O Eros de Centocelle, também conhecido como Amor de Praxiteles, é um tipo estatuário que representa o deus grego Eros conforme se encontra em diversas cópias romanas, de origem atribuída por acadêmicos ao escultor Praxiteles. Também foi considerado como sendo o Eros Téspio.

Descoberta[editar | editar código-fonte]

A cópia homônima foi descoberta em 1772 por Gavin Hamilton na Via Labicana, não muito longe de Roma, em um lugar chamado Centocelle, do qual leva seu nome. O fragmento, bem preservado, representa o tronco e a cabeça de um adolescente de cabelos longos. Por outro lado, perdem-se os antebraços, as pernas e o pênis. Duas respigas nas omoplatas também indicam o desaparecimento das asas. Após sua descoberta, a estátua passou a fazer parte das coleções do Vaticano. Ela foi preparada para uma restauração: as fraturas dos braços e pernas foram retificadas para permitir que recebessem complementos; uma respiga foi feita na parte de trás do braço esquerdo para permitir o grampeamento de um braço moderno.[1]

Em 1797, o Eros de Centocelle foi uma das obras de arte cedidas por Pio VI a Napoleão Bonaparte, como parte do Tratado de Tolentino. Foi exibido no Louvre em 1800 antes de retornar ao Museu Pio-Clementino no Vaticano. A descoberta de outros trabalhos semelhantes revela então que a estátua pertence a um tipo de estatuária do qual pelo menos 27 exemplares são conhecidos hoje[2] incluindo vários de tamanho natural,[3] reduções de meio-tamanho e estatuetas. Segundo Ajootian, Há 10 exemplares em grande escala desse tipo e pelo menos cinco estatuetas.[4] Entre as mais bem preservadas, além da cópia do Vaticano, está a estátua em tamanho natural do Museu Arqueológico Nacional de Nápoles, conhecida como Eros Farnese, uma estátua de meio tamanho da coleção de Niárchos, provavelmente de Esmirna.

Descrição[editar | editar código-fonte]

Eros do tipo de Centocelle, cópia romana dos jardins de Mecenas, Museus Capitolinos (MC 1092)

O tipo de Centocelle representa um jovem em pé e ondulante, o peso do corpo repousando sobre a perna esquerda e o pé da perna livre jogado para trás, o calcanhar levantado. A cabeça está ligeiramente virada para a direita. Usa cabelos compridos, cacheados no pescoço, repartidos ao meio e amarrados na frente com um nó de Hércules, típico da infância. A cópia do Vaticano tem duas respigas nas costas e duas superfícies articuladas que atestam a presença de asas. Segundo Martinez, nas outras estátuas, os fragmentos de um arco ou traços de corte sobre o suporte permitem reconstituir uma estátua de Eros segurando um arco na mão esquerda, uma flecha na mão direita e a aljava presa ao suporte.[1]

Atribuição[editar | editar código-fonte]

Ennio Quirino Visconti é o primeiro especialista a estudar a estátua. Ele primeiro atribui à mão de Praxiteles e reconhece nela o Eros de Párion citado por Plínio, o Velho (História Natural, XXXVI, 2) para este escultor. Então, mudando de ideia, Visconti vê ali Eros esculpido por Lísipo para a cidade de Téspias.

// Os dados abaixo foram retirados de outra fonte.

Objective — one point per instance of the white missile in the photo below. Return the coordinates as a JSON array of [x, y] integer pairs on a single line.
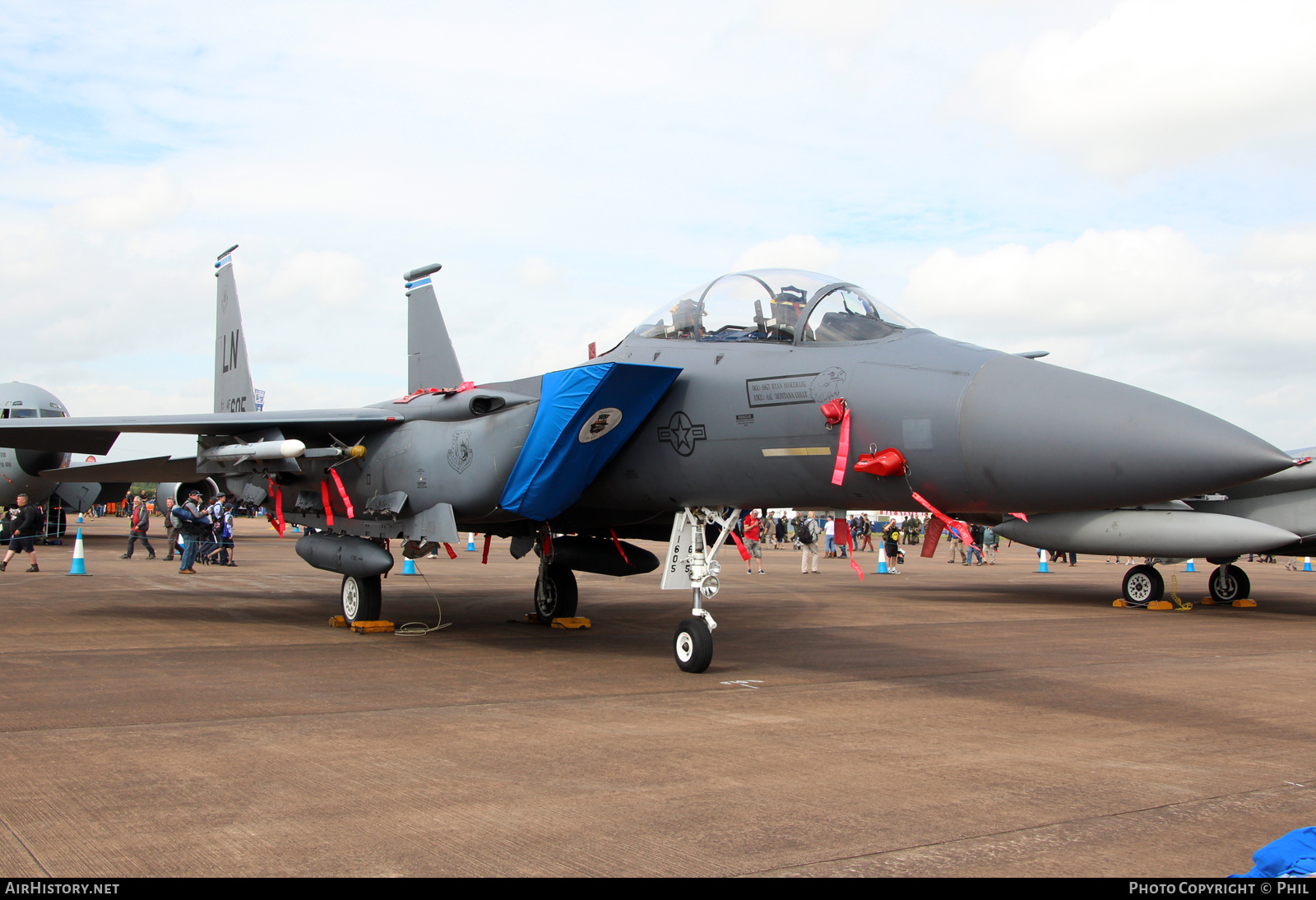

Adolf Furtwängler mantém a atribuição a Praxiteles.

Eros Téspio[editar | editar código-fonte]

Em Téspias na Beócia, Praxiteles havia criado uma estátua de Eros que ficou chamada Eros Téspio ou Eros de Téspias, então dedicada depois ao santuário pela hetaira Friné, a mais renomada filha da cidade.[5] Ateneu (13.591 a) indica que o escultor fez uma inscrição na base:[6]

“O escultor Praxiteles, estando apaixonado por Friné, ... na base de seu Eros abaixo do palco do teatro escreveu um epigrama:
'Praxiteles retratou perfeitamente aquele Amor que sofreu, tirando o modelo de seu próprio coração, dando-me a Friné em pagamento por mim mesmo. Mas eu dou à luz a paixão não mais atirando flechas, mas lançando olhares'"

O Eros Téspio teve enorme importância na cultura clássica tardia, que adotou a imagem de Eros como um adolescente triste e delicado. Antonio Corso considera que a obra mudou a mentalidade artística e geral da representação do amor, à medida que expressou o sofrimento do artista e uma concepção de amor platônico universal.[6]


A estátua tornou-se muito popular e fez a cidade ser um centro de turismo artístico, como se deduz de um relato de Dicearco. Segundo Antípatro de Sídon:[6]

"Você dirá, quando olhar para Cípris sobre o rochoso Cnido, que ela, embora de pedra, pode por em fogo uma pedra; mas, quando você vir o doce Amor em Téspias, dirá que ele não só colocará fogo em uma pedra, mas ao frio diamante"

Para Estrabão e Cícero, a estátua era a única razão de se ir até Téspias:[4]

"Já em tempos anteriores, Téspias era bem conhecida por causa do Eros de Praxiteles, que foi esculpido por ele e dedicado por Glicera a cortesã (ela o recebera de presente do artista) aos téspios, por ser nativa do lugar. Agora, em tempos anteriores, os viajantes iam até Téspias, uma cidade que de outra forma não valia a pena ver, para ver o Eros"[7]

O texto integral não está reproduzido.